If you are using a baking sheet to bake the bread, below is a photo of fully risen dough.
Next, you want to cut slits into the top with a sharp knife or razor blade so that steam can escape while the bread is baking. You can decide not to make cuts. The steam will still escape from the bread, but in an uncontrolled way. The top crust may then get cracks in random places–but it still should be OK. I usually cut 2 to 3 slits across the top or an X. It’s hard to say how deep – maybe a 1/4 inch.
Cover the pot and bake for 30 minutes (if the oven is 500°F/260°C) or 43 minutes (if oven is 450°F/232°C). If you are baking on a baking sheet (or baking stone), spritz the oven with cold water to create steam and bake for 35 minutes (if the oven is 500°F/260°C) or 40 minutes (if oven is 450°F/232°C), or until medium brown on top. When done baking, remove the pot/pan from the oven and let the bread cool on a wire rack. You can test the bread’s doneness by knocking on the bottom (like knocking on a door) with your hand. It should have a hollow sound. I advise against cutting into the dough until it is at room temperature. The center of the bread might still be raw! Also, it’s hard to cut into. While warm bread is very tempting and smells divine, they say not to cut or break off a piece of it for a variety of reasons, including inferior taste and ruining the texture of the bread (it will be gummy when fresh and then dry when cool). See this article from Food 52 for more detailed information on this issue.

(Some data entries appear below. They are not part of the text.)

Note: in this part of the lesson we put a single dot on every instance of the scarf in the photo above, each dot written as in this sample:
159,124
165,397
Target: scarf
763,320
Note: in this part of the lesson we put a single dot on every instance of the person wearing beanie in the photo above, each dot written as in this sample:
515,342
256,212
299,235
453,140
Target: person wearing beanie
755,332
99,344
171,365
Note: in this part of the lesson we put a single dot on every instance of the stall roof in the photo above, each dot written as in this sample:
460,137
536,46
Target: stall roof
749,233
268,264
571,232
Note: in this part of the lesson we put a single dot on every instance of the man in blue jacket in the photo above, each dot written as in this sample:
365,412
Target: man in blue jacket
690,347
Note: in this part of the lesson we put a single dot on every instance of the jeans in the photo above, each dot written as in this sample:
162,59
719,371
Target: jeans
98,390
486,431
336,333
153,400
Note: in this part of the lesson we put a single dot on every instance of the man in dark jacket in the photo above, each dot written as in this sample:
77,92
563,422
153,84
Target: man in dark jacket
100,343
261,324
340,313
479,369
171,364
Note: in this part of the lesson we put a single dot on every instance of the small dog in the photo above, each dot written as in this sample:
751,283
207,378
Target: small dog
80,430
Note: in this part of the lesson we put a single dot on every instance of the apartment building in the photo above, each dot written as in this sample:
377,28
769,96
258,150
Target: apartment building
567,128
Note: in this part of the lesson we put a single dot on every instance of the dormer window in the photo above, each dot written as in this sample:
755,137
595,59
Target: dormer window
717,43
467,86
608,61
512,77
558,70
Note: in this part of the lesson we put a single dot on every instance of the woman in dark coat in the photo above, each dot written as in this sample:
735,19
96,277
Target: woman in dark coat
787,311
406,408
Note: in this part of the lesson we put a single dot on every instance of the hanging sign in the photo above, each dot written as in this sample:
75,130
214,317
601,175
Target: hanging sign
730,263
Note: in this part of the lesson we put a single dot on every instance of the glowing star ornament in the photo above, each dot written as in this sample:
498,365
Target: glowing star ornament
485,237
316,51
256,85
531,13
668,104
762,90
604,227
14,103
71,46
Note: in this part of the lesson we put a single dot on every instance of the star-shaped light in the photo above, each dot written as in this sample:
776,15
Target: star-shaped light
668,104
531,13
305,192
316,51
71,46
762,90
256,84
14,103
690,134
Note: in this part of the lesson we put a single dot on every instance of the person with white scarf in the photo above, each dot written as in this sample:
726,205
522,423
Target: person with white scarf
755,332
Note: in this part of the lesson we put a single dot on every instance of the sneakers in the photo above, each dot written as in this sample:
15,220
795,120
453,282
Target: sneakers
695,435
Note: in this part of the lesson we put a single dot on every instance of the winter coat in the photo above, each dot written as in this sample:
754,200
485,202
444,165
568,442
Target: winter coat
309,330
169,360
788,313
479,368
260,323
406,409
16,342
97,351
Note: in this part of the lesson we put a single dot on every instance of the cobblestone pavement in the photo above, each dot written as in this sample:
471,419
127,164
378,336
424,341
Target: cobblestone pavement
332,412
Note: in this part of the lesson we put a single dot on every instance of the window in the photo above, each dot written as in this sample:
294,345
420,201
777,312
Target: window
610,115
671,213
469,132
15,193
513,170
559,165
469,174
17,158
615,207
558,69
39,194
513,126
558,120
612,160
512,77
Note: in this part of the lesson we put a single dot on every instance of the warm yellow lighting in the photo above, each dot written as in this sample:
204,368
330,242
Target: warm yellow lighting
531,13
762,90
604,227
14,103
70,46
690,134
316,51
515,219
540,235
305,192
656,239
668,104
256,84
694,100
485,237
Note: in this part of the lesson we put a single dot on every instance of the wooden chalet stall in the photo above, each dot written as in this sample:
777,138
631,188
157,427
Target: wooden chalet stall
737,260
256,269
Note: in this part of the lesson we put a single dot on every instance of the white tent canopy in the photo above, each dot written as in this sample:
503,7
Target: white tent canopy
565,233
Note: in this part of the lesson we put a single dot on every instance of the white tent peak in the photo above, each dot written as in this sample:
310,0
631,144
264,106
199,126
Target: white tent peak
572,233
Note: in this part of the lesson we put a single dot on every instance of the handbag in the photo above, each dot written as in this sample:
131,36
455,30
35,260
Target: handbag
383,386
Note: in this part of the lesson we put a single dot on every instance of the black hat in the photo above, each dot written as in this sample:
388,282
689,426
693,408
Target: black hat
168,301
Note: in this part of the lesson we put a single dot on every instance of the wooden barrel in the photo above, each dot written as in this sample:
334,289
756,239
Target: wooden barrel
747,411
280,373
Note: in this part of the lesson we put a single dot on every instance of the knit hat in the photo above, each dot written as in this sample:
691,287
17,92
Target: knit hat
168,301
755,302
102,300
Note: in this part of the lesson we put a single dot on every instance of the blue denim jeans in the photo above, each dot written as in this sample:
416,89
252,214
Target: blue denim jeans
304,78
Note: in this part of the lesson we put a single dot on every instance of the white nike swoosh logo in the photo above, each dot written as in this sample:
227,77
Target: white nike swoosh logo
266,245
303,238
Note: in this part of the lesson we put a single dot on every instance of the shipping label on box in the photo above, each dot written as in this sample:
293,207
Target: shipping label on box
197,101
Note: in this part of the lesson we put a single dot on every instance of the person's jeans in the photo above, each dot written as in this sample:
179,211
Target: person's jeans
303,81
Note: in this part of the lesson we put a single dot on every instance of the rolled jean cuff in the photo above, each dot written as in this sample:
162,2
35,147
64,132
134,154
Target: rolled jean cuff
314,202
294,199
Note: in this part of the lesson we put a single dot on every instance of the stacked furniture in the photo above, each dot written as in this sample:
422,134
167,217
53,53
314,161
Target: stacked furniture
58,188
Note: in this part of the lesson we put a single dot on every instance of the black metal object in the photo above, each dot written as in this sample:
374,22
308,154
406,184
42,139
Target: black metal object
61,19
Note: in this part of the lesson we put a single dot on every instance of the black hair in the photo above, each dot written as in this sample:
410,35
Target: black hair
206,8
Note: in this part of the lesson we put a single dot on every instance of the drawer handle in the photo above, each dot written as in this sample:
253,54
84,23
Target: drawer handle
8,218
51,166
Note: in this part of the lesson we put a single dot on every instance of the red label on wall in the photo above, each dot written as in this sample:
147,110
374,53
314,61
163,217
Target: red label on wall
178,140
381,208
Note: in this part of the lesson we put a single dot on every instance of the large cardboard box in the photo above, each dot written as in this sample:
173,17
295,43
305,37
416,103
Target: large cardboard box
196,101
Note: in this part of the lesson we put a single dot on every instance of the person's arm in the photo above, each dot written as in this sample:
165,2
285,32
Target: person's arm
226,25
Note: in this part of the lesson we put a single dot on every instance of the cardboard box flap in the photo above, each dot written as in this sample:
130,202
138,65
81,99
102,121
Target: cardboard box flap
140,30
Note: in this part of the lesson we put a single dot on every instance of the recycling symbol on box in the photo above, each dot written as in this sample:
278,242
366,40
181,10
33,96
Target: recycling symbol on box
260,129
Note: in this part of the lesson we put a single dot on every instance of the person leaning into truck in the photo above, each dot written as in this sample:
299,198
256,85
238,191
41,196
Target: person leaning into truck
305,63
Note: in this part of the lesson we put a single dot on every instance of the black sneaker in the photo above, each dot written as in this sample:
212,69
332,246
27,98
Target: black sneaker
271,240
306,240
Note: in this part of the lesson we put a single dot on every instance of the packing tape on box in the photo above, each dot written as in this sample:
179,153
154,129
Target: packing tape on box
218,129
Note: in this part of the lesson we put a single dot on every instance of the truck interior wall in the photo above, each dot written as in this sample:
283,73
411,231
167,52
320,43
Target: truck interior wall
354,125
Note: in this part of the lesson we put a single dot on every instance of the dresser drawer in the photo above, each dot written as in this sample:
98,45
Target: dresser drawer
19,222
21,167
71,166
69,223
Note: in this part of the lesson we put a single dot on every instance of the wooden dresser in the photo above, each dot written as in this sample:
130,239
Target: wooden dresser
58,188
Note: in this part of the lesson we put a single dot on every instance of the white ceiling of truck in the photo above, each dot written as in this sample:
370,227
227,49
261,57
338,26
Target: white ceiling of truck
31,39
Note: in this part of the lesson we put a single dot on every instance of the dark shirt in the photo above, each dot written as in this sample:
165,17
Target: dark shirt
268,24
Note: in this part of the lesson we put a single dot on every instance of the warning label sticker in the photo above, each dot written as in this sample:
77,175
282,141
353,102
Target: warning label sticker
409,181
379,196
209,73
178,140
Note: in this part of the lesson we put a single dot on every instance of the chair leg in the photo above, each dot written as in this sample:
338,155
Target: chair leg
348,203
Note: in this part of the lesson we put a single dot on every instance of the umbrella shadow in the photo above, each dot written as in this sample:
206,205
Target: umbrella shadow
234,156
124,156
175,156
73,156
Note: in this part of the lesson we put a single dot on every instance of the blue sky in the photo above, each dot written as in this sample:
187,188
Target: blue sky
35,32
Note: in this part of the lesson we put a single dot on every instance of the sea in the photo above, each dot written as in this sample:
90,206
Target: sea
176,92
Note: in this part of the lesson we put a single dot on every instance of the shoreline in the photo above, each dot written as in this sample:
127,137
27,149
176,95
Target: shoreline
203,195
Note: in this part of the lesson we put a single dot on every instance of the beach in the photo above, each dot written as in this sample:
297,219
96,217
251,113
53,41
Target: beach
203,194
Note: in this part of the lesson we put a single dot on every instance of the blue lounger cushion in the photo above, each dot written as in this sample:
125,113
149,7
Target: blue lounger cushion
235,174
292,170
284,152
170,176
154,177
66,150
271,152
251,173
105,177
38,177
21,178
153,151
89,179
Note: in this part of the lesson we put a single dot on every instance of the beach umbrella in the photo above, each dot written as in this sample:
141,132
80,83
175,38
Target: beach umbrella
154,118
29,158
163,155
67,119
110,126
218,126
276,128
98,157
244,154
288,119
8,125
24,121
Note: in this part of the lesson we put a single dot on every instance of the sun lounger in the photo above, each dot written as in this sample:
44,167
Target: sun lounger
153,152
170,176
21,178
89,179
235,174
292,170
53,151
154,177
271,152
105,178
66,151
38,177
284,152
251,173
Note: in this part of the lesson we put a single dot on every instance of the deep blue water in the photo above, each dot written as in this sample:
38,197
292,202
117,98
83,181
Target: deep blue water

Below is a loaf of bread that was baked on a baking sheet (left) and a loaf of bread that was proofed in a proofing basket and baked in my Dutch Oven (right). As you can see, I haven’t mastered the baking sheet version yet! The bread still tasted great. One of the biggest differences was the crust – the crust was thicker than the crust from the bread baked in a Dutch Oven. The loaves weighed about 2 1/2 pounds/>1 kg.
Here is the crumb on the bread from the Dutch Oven.
Since the holes in this bread are not super large (like you might see in bread served at an Italian restaurant), I find that this bread meets our needs for everyday sandwich bread. The loaf is pretty big. As a result, to serve, we cut the loaf in half, place the cut half down on the board (crust-side up), and then cut the number of slices that we need. We also are bread freezing fanatics. If freezing (which is usually all the time), we cut the half in half again, wrap each quarter in a paper towel to absorb moisture and prevent ice crystals from forming on the bread while in the freezer, and freeze in a 1 gallon Ziploc freezer bag. To defrost, we pop a quarter loaf in our microwave for about 40-45 seconds until it is almost defrosted but not all the way. We find that the bread is easier to slice into that way.
While the instructions above are long, the process is really not too bad. Try it a couple of times and you will get the hang of it!